The market for weather insurance is young, but evolving quickly. WeatherBill is one of the companies pioneering the market, having recently introduced a product it calls Total Weather Insurance (TWI).
“The concept behind Total Weather Insurance,” said David Friedberg, CEO of WeatherBill, “is to give growers a way to ensure they will be profitable – regardless of the weather – and to do so in a way that is easy and works the way farmers need it to.”

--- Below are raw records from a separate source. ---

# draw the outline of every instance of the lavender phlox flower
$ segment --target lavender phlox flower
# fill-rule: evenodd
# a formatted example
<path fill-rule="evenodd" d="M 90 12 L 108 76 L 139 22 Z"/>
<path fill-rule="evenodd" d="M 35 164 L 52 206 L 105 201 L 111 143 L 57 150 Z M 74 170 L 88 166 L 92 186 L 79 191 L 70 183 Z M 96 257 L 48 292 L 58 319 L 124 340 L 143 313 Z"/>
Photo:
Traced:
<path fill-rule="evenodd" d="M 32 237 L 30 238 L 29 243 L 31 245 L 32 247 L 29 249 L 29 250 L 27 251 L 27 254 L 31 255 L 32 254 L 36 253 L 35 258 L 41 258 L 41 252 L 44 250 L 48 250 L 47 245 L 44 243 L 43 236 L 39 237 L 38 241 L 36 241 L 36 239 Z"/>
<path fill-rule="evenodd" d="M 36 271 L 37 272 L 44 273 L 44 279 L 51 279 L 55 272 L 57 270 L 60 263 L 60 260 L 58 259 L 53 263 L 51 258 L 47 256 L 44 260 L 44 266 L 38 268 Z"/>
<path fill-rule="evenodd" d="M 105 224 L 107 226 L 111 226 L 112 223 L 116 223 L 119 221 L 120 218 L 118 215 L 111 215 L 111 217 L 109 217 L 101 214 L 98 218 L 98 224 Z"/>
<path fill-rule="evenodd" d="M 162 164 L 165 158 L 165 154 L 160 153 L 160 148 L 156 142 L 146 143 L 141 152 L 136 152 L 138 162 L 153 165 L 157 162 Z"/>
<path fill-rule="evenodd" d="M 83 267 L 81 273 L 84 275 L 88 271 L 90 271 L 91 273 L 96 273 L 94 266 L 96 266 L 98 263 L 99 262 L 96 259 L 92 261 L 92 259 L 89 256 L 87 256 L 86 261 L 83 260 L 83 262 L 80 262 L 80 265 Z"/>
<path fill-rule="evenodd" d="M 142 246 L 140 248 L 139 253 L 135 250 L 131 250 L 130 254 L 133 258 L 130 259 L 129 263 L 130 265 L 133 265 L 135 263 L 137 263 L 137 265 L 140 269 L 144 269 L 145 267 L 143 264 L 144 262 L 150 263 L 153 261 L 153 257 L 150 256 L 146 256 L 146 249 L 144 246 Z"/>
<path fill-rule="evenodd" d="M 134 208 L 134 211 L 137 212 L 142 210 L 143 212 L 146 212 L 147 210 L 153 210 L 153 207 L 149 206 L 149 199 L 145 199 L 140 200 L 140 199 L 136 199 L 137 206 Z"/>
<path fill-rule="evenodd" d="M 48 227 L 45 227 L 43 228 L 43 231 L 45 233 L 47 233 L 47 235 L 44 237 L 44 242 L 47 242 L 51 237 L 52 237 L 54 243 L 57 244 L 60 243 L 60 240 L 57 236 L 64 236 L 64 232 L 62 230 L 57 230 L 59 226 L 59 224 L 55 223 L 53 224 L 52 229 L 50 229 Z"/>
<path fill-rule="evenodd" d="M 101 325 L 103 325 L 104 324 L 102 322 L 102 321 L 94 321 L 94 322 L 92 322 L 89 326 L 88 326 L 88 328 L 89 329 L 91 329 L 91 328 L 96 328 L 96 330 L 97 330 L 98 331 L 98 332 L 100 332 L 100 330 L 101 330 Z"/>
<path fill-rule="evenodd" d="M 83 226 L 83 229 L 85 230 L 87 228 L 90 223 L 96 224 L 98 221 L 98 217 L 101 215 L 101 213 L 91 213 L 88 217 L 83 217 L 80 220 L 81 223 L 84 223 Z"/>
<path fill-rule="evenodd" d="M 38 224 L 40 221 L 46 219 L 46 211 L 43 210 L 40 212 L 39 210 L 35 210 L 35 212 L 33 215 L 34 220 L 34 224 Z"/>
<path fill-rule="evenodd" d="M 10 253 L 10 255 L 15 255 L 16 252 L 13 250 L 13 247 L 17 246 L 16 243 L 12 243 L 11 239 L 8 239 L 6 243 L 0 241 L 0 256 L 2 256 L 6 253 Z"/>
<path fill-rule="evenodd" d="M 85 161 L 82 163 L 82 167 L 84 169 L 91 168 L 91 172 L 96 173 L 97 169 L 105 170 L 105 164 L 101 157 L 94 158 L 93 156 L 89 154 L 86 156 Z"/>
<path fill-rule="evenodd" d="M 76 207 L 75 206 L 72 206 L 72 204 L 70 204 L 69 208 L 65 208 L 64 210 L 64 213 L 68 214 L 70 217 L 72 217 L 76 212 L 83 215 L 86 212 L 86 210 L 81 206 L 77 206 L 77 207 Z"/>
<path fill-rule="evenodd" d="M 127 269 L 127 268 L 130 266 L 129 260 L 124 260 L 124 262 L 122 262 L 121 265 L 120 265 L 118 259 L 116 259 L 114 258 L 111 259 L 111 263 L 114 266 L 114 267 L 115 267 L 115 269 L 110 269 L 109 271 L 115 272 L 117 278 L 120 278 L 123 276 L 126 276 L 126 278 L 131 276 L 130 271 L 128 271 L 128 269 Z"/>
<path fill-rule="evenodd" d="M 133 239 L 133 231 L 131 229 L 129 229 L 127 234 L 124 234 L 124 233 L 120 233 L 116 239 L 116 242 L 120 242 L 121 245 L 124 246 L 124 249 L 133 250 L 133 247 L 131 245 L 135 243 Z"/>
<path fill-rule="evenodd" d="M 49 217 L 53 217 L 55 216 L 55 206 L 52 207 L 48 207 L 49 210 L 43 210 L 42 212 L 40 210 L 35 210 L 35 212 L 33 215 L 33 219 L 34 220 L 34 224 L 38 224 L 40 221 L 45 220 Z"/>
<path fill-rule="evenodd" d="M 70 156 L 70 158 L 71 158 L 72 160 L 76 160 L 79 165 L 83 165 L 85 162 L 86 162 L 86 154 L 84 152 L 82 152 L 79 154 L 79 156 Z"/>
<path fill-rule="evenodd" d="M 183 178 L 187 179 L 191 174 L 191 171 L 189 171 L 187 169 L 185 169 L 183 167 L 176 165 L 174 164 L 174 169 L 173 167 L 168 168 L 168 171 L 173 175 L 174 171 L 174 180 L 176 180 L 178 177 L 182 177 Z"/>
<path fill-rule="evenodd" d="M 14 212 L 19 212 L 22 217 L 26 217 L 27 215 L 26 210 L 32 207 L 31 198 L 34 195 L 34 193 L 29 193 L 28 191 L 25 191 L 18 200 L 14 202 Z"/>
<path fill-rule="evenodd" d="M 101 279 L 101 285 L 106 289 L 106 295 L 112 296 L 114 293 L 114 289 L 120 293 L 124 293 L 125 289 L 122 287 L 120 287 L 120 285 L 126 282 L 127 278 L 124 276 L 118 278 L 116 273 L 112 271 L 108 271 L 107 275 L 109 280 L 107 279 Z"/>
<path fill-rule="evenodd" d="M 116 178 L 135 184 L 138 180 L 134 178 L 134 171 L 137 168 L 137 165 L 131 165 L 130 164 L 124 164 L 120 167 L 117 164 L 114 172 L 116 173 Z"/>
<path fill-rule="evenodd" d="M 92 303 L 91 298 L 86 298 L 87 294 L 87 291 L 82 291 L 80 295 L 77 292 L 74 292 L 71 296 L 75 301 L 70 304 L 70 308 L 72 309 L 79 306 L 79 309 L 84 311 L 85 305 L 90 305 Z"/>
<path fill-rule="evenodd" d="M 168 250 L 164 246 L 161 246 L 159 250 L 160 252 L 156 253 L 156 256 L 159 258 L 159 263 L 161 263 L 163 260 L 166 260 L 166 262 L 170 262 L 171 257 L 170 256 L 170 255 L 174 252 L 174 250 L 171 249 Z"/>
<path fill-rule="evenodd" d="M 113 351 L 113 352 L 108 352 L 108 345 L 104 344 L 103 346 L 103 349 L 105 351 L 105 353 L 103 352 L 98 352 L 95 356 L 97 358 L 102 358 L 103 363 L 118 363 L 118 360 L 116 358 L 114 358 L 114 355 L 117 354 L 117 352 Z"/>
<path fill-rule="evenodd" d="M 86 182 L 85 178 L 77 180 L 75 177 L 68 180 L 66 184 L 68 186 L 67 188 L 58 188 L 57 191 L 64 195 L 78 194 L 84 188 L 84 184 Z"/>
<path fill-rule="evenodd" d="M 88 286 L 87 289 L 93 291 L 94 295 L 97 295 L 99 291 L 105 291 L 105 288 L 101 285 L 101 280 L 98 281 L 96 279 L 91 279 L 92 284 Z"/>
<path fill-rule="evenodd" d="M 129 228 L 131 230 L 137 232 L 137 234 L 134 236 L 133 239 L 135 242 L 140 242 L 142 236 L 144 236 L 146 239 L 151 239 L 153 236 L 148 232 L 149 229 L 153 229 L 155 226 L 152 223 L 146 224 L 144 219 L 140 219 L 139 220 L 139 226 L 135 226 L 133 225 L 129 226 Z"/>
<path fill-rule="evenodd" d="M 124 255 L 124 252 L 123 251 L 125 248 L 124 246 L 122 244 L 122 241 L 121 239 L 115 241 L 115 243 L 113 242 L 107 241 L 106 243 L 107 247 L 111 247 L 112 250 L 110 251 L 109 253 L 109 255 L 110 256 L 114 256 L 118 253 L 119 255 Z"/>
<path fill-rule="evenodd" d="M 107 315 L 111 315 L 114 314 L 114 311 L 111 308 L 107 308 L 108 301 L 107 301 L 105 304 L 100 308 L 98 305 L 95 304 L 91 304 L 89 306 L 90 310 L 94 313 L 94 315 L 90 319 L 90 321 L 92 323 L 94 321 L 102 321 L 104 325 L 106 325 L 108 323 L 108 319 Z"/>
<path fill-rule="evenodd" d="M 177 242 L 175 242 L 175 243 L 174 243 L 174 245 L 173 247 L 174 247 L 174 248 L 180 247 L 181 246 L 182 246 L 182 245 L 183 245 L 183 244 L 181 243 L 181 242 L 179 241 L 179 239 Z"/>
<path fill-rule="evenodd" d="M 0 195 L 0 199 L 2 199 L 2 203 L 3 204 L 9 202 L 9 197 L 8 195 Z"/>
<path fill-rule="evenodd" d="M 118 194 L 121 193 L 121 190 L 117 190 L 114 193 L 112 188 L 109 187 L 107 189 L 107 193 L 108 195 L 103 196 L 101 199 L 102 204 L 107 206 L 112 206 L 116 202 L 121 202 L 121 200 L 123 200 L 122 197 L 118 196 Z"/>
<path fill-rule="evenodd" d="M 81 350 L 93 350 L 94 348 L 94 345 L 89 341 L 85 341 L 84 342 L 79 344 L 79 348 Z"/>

The WeatherBill Total Weather Insurance product works by supplementing the coverage that farmers can get from the federal crop insurance program. Due to the structure of the federal crop program, which covers growers for only a portion of their proven historical yields, a grower often must suffer a near-catastrophic yield loss before the federal program will start providing coverage benefits. By comparison, Total Weather Insurance pays farmers for weather events that lead to even moderate yield losses and also provides farmers supplemental payments in years where the federal program does kick in but doesn’t provide enough coverage to make a farmer whole.
Friedberg, who started his career as a U.C. Berkeley astrophysicist and later was a founding member of Google’s corporate development team, has already seen significant traction for WeatherBill’s products, with thousands of policyholders, and the recent announcement that Archer Daniels Midland (ADM) would be making Total Weather Insurance available through its network of ADM Crop Risk Services agents.
TWI is available exclusively through qualified crop insurance agents, including ADM Crop Risk Services whose network of agents have made TWI available for the 2011 crop year. The deadline to enroll at http://www.weatherbill.com is March 15.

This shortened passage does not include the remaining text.